Differences: Data Center Vs. Telecom Networking

Data Center Networking


Data Center (DC)-based services are emerging as a relevant source of network capacity demand for service providers and telecom operators. Cloud computing services, Content Distribution Networks (CDNs), and, generally, networked applications have a huge impact on the telecom operator infrastructure.

New trends

The Cloud computing paradigm provides a new model for service delivery where computing resources can be provided on-demand across the network. This elasticity permits the sharing of resources among users, thus reducing costs and maximizing utilization while posing a challenge towards an efficient cloud-aware network.

The computing resources can be provided on-demand depending on the user requests. Such resources can be allocated on distinct servers into a data center, or through data centers distributed in the network. Under this new model, the users access their assigned resources, as well as the applications and services using them, through telecom operator networks. 



Differences: Data Center Vs. Telecom Networking
Networking


Tradition telecom networks


Traditional telecom networks have been built on the concept of totally managed services, with an end-to-end approach, where the telco operator is in charge, not only, of providing the necessary connectivity to the end-user and the final service itself, but also of providing total control of the service provision, including tasks such as subscription management, billing, network operation and troubleshooting, quality of service guarantee, customer care, etc.

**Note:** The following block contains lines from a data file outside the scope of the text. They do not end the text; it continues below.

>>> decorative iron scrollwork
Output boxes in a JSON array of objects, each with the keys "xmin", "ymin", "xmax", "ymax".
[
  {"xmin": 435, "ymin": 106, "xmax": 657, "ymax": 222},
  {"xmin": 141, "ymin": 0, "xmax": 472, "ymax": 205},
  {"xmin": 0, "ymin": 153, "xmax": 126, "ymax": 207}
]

Such an approach mandates a tight control of the service path and a comprehensive understanding of the service and its implications. The telco operator offers those services to its customers, which merely consume them (even, in some cases, composing some of them) in a controlled manner, within the limits provided by the telco operator. 

New Trends


These services can be seen as building blocks, which at the same time are supported by network building blocks, both at transport and control level, monolithically. The telco services are typically provided by centralized nodes located deep in the network.

These service nodes are under the sole control of the network operator. Such a controlled environment tends to remain stable where the innovation in technology and services is gradual and modulated by the network operator.

However, during the last decades, the technology fundamentals of computer networking have been influencing the telecom networks, mainly due to the hegemony of the Internet Protocol (IP), which has been emerged as the technology substrate for every kind of service, also for the traditional services offered by telco operators.